Near the centre of Pommard, this enclosed monopole has produced a very bright style. Strong in dark fruits with hints of liquorice and spice, the overriding sensation is one of sweet fruit flavours, ripe and full, with a broad tannic density. Beautifully complete and very long.
This is the first wine to display any reduction along with a bit more wood influence. Otherwise the refined yet overtly powerful flavors once again possess so much dry extract that they come across as velvety and forward just until the almost painfully intense finish where the character changes to a youthfully austere, dusty and very serious finale. Like all of the wines in the range, this is a big 2016 with plenty of muscle and excellent aging potential. Sweet spot Outstanding. Drink 2031+
Light nose. Sweet start and a hint of meat extract. Lots to chew on the end. Needs time! Drink 2025-2042
Bright ruby-red. Deep, ripe aromas of black cherry and chocolatey oak, plus a high-toned whiff of sherry. Then large-scaled and aromatic in the mouth, conveying stronger terroir personality than the foregoing wines. Complex and fine-grained, with a positive trace of bracing bitterness. Chewy, chocolatey, well-integrated tannins take over the entire mouth on the back end. This nuanced, fine-grained wine finishes with a trace of dried herbs and has the structure to age. The yield here was just eight hectoliters per hectare, according to estate manager Yves Confuron.
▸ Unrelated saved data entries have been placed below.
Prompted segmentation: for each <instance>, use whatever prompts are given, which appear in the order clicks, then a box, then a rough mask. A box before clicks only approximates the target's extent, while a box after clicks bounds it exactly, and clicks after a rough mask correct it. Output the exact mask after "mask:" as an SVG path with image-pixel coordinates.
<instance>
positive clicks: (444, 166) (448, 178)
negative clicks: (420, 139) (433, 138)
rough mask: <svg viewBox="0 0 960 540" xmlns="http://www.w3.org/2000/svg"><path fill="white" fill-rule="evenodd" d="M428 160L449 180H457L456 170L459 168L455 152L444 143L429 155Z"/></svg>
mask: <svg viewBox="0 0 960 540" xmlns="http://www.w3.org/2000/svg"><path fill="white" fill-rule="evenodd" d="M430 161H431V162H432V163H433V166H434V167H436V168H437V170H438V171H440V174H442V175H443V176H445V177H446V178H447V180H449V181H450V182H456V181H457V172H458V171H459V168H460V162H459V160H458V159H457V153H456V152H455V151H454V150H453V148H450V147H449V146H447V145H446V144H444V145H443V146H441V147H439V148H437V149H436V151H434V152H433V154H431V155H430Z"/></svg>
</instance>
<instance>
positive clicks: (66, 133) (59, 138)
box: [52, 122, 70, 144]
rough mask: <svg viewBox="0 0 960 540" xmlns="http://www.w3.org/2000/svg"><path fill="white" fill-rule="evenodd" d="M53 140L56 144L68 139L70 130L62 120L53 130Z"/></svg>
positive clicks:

De Courcel is one of the Côte de Beaune’s grandest estates, having been in the ownership pf the de Courcel family since the late 17th century. The estate is skilfully managed by Yves Confuron from Vosne Romanée. He prefers to pick late, allowing him to vinify with whole bunches and age his wines a little longer in cask before bottling, which he feels provides an added layer of texture to the wines.
A long popular appellation, Pommard is yet another exclusive red wine area which produces by far the most structured reds of the Côte de Beaune. It extracts rich body and long ageing potential from the limestone/iron-rich clay soil. Some examples can be markedly rustic, yet as time has passed and winemaking know-how has improved, Pommard's wines are becoming softer and more approachable when young. Its vines cover 317 hectares of which over a third are premier cru vineyards. Several have pronounced following and even one, Les Rugiens, is being pushed to become a grand cru.